To test the ability to detect differential gene expression using amplified sscDNAs, we compared gene expression in two different RNA samples. We chose to compare K562 cell and sUHR RNAs since we have previously used these two RNAs to compare the performance of single round IVT-based amplification with other methods [25]. In Experiment 3, we did three separate sscDNA amplifications of K562 and sUHR RNAs. We used the same RNA preparations as for the previously reported IVT-based amplification experiments, but started with 1000-fold less material (10 ng instead of 10 μg). For each probe set, we used intensity values from replicate arrays to calculate relative gene expression (M, defined as log2 [mean K562 intensity/mean sUHR intensity]) and average signal intensity (A, defined as 1/2 log2 K562 mean intensity + 1/2 log2 mean sUHR intensity). M and A values obtained using sscDNA are shown in Fig. 3B and those obtained using IVT-generated cRNA are shown in Fig. 3A. The range of signal intensities was similar for the two methods, although the mean intensity was lower for sscDNA hybridizations (A = 5.22 for sscDNA, A = 6.12 for cRNA). In contrast, the range of M values was somewhat larger with sscDNA. In particular, the sscDNA method identified several transcripts that were more than 27-fold higher in sUHR than K562 cell RNA (M < -7), but no differences of this magnitude were identified using cRNA. The number of probe sets associated with greater than 2-fold differences in expression (|M| > 1) was 1518 for sscDNA and 1043 for cRNA. 51% of the genes with >2-fold differences in expression on sscDNA arrays were not detected as >2-fold on cRNA arrays, but only 25% of the genes that were >2-fold different on cRNAs were not detected as >2-fold different on sscDNA arrays (Fig. 3).

Figure 3

Differential gene expression measurements made using IVT- and ribo-SPIA-based amplification methods. Differential gene expression (M) and average intensity (A) were calculated by averaging results from replicate hybridizations performed using cRNA prepared by IVT (A) or sscDNA prepared by ribo-SPIA (B). Points outside the horizontal lines indicate probe sets with more than a 2-fold change in expression level for that sample preparation method. Blue points in (A) indicate probe sets with more than a 2-fold change as determined using sscDNA and red points in (B) indicate probe sets with more than a 2-fold change as determined using cRNA.
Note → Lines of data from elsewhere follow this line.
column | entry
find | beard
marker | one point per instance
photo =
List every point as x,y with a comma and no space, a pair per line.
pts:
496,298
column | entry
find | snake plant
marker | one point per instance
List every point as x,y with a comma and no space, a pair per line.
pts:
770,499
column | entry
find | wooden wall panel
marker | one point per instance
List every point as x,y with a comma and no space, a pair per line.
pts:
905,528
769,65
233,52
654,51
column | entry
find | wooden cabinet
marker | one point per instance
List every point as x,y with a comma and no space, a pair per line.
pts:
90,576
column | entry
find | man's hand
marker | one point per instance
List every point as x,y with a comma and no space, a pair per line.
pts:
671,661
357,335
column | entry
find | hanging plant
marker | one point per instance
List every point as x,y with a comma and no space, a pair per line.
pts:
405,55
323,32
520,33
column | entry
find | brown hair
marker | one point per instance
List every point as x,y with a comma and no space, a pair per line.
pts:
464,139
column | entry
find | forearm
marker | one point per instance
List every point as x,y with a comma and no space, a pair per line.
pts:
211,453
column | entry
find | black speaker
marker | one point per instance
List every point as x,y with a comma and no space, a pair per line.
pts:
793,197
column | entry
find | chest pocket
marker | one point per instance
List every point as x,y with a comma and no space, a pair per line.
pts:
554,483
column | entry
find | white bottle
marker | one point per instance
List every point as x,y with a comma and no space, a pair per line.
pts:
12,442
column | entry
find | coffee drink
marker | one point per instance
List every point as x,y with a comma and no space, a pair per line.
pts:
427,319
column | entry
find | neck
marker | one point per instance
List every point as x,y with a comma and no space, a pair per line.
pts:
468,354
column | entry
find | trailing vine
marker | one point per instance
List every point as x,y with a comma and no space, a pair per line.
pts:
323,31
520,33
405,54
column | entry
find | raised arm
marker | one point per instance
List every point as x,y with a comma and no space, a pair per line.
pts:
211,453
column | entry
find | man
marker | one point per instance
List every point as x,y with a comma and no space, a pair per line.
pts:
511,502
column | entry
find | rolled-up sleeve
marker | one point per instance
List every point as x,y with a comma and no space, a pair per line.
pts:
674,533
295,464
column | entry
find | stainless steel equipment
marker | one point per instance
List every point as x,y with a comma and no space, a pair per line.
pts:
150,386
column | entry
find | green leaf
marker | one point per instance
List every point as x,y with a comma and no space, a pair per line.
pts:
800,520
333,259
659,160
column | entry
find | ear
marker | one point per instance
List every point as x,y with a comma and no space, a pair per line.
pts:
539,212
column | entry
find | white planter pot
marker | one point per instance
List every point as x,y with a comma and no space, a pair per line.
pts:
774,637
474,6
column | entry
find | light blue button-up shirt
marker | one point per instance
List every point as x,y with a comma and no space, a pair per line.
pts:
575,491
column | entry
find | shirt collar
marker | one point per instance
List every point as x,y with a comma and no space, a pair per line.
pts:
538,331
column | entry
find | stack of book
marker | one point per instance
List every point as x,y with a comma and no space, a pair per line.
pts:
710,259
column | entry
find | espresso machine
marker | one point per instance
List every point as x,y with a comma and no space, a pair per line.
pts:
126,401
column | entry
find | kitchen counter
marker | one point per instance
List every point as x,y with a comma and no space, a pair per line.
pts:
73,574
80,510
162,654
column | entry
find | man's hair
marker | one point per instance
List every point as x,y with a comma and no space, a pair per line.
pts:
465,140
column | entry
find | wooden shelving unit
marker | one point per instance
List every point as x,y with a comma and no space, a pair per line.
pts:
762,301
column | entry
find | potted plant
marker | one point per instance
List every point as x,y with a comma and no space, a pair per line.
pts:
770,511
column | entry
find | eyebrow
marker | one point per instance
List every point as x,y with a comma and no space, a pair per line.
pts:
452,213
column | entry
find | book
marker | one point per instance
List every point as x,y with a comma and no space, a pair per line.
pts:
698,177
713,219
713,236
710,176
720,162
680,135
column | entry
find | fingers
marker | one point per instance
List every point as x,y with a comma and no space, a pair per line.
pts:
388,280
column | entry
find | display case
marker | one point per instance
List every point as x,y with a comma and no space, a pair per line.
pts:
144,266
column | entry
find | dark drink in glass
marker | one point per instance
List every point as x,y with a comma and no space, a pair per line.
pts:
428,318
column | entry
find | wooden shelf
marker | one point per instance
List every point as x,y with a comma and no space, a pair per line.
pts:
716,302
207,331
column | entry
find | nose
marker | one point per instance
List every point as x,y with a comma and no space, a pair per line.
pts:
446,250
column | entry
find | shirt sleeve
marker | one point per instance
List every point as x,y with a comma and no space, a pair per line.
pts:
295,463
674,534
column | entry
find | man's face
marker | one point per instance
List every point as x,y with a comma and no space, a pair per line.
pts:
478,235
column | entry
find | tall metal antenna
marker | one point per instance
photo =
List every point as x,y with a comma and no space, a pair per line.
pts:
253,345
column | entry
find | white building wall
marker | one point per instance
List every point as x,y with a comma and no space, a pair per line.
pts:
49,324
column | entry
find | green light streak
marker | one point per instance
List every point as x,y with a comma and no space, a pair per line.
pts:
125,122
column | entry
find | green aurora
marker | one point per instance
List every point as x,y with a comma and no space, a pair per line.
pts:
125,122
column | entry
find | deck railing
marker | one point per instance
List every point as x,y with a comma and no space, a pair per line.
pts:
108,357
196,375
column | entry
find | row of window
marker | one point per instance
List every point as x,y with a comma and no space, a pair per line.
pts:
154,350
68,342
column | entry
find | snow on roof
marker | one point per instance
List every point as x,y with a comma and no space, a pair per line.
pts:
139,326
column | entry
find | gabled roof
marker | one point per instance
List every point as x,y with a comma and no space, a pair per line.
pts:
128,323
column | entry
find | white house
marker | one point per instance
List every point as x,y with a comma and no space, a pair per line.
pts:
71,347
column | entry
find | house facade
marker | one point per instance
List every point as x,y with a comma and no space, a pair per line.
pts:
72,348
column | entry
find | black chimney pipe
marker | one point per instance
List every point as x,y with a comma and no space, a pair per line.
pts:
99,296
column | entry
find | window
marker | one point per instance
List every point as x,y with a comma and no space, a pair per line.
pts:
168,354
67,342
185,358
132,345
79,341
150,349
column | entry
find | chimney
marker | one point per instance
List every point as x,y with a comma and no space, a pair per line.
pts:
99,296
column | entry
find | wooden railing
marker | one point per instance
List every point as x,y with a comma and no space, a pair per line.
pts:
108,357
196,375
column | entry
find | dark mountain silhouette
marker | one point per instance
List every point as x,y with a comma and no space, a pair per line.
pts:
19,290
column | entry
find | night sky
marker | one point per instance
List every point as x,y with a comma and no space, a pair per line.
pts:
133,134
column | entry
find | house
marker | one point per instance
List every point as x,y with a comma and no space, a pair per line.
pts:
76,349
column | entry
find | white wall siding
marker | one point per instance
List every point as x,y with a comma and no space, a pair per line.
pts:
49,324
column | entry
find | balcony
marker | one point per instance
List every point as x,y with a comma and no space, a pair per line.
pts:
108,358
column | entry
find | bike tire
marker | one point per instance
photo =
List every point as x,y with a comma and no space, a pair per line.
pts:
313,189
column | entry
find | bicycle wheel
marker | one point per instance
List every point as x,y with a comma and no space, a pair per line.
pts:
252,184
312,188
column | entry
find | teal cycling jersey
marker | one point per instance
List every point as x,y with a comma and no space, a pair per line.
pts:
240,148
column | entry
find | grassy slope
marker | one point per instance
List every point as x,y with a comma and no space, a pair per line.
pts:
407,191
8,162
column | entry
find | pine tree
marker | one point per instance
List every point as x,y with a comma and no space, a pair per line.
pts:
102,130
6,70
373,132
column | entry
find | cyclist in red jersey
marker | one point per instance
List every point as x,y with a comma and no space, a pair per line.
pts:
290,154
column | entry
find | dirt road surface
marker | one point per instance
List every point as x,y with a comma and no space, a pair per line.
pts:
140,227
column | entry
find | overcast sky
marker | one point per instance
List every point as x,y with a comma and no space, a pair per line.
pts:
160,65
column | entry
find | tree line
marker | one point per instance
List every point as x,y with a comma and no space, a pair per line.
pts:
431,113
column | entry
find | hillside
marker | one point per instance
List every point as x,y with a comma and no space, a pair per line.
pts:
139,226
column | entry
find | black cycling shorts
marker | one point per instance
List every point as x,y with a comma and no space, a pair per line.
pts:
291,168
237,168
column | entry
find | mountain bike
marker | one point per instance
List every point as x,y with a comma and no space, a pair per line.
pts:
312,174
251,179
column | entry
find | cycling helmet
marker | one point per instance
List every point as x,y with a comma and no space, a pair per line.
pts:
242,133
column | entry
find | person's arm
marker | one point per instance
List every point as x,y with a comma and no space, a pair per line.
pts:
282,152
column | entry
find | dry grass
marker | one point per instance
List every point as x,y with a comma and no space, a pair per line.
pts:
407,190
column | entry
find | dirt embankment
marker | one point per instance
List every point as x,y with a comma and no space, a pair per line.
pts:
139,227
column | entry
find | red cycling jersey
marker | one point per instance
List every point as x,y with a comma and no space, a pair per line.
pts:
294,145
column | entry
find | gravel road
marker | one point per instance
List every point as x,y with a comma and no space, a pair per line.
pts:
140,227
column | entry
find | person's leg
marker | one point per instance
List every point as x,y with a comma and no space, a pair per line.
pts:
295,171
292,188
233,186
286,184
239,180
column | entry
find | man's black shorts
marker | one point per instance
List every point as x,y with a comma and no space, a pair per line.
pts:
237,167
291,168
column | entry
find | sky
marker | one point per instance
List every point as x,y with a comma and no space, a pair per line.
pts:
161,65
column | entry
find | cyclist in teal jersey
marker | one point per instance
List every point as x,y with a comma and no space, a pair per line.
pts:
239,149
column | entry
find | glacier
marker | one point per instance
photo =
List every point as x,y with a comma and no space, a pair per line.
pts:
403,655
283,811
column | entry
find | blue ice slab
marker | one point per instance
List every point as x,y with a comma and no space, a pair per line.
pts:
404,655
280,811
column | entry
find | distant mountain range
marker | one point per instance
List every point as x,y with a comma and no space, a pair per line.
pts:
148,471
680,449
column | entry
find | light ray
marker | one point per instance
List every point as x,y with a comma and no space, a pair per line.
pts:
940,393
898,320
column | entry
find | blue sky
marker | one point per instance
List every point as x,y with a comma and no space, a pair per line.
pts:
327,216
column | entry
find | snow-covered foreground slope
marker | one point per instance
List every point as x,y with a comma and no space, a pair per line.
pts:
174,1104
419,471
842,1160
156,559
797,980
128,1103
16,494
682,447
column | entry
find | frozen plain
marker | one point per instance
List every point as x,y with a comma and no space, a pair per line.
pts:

The new observation that sscDNA gave a wider range of relative expression (M) values despite lower average intensity (A) values could be explained by improved hybridization specificity under the conditions used in this study. This is plausible because the binding energy for DNA-DNA interactions is more sensitive to base pair mismatching than the binding energy for DNA-RNA interactions [26,27]. To look for further evidence about specificity of hybridization, we took advantage of the mismatched (MM) probes included on the arrays. For each perfect match (PM) GeneChip 25 mer probe, there is a corresponding MM probe with a single base mismatch at base 13. The MM probes were included in the probe set design to allow adjustments for nonspecific hybridization. Under ideal conditions, MM probes would never give signals higher than PM probes, although in practice this does sometimes occur. MM probes would be more likely to give stronger signals than PM probes if there was more non-specific hybridization of off-target sequences to the probes. We found that MM intensities exceeded PM intensities less frequently when we used sscDNA as compared to cRNA. When sUHR RNA was used as starting material, the average number of probe sets where MM intensity exceeded PM intensity was 2247 for cRNA versus 1671 for sscDNA (34% higher, p = 0.008). MM intensity also exceeded PM intensity more frequently with cRNA probes for K562 RNA arrays (2903 vs. 2482 probe sets, 17% higher, p = 0.017). When we looked at raw signal intensity for all MM probes, we found that the cRNA MM intensity distributions were skewed compared to the sscDNA MM distribution (Fig. 4). A closer examination of these distributions revealed that the use of sscDNA instead of cRNA resulted in a substantial reduction in the number of MM probes that gave relatively high intensity signals (Table 3). These findings strongly suggest that hybridization specificity is better for sscDNA than for cRNA. In a related study, Gingeras and coworkers [28] observed that increased nonspecific hybridization was observed when using directly labeled E. coli RNA as compared to cDNA. The increased nonspecificity was attributed to the presence of large amounts of rRNA in the samples. In our study however, both target preparations were prepared using oligo(dT) primers for the synthesis of first strand cDNA, so this explanation is less likely.

Figure 4

Density plot of mismatch probe signal from cRNA and sscDNA targets. The raw intensity distribution of all mismatch probes are plotted for three sUHR cRNA and three sUHR sscDNA arrays.

Table 3

Mismatch probe signal intensities from sscDNA and cRNA hybridizations.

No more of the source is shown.